The woman's voice echoed again.
"Still running?" she called. "Thought you were better than this, Raven."
He froze.
She knew his name.
She stepped into view slowly, rifle lowered, confident. Her eyes were sharp, calculating.
"You left a trail," she said. "A convoy burned to ash. Slaves freed. One kid talking about a silent rider with dead eyes."
Raven stood.
Knife in hand.
She smiled wider.
"Mercy gets people killed."
They moved at the same time.
She fired. Raven dove. The shot shattered stone where his head had been. He closed the distance, slashing. She blocked with the rifle, metal ringing loud.
They crashed together, brutal and fast.
She was good.
Too good.
She drove a knee into his wounded leg. Raven roared silently, slamming his head into hers. Blood sprayed. She laughed.
"You don't remember me," she said, breathless. "Figures."
She twisted, trying to bring the rifle around. Raven shoved the knife forward.
She caught his wrist.
They locked eyes.
"I remember you," she whispered. "Left us to burn."
Raven's grip tightened.
Then he let go.
He headbutted her again, hard enough to break free, and drove the knife into her shoulder instead of her throat.
She screamed.
Raven stepped back, breathing heavy, blood dripping from his leg and arm.
He could finish it.
He didn't.
He turned and ran.
The Blood Riders shouted, firing wildly, but Raven was already gone, vanishing into the ruins, leaving blood and silence behind him.

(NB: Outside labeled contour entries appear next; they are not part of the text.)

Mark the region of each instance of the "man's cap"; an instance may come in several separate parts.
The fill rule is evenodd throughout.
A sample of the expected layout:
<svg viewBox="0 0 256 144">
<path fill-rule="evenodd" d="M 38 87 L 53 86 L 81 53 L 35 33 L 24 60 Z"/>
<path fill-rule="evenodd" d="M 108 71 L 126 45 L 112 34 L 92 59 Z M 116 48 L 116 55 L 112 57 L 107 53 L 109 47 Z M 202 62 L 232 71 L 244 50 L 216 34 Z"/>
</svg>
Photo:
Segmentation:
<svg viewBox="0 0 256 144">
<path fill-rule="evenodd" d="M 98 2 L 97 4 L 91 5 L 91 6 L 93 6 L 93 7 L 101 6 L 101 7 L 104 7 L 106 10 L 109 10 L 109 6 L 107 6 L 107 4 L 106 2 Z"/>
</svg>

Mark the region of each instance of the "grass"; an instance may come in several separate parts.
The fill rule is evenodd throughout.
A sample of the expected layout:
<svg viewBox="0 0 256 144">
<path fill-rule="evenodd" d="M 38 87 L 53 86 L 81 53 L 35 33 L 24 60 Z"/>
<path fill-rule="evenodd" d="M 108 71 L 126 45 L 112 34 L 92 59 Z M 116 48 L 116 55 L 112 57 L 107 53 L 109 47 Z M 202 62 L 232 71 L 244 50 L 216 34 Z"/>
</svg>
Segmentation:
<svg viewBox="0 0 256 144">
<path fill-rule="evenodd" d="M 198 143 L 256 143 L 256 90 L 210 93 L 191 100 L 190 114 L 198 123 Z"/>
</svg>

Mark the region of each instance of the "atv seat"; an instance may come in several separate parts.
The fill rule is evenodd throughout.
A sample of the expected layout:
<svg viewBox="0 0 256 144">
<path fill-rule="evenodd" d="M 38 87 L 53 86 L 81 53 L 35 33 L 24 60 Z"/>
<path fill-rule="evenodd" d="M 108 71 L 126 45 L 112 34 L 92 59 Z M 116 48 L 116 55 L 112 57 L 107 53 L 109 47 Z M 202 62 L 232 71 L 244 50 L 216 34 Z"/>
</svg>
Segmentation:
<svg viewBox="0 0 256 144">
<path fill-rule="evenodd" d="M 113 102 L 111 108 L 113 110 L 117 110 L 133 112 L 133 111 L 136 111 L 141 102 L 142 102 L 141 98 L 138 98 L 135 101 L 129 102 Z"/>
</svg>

By the time they regrouped, he was dust.
Night fell hard.
Raven collapsed near an old drainage tunnel miles away, breath shallow, vision swimming. He stitched his leg with shaking hands, teeth clenched so hard they ached.
He thought of the boy.
Of the convoy.
Of the woman's words.
Left us to burn.
The wasteland didn't forgive.
It followed.
Raven lay back, staring at the stars barely visible through the haze.
He wasn't running from Barons anymore.
He was being hunted.
And mercy had put a price on his head.
He closed his eyes.
Tomorrow, the road would bleed again.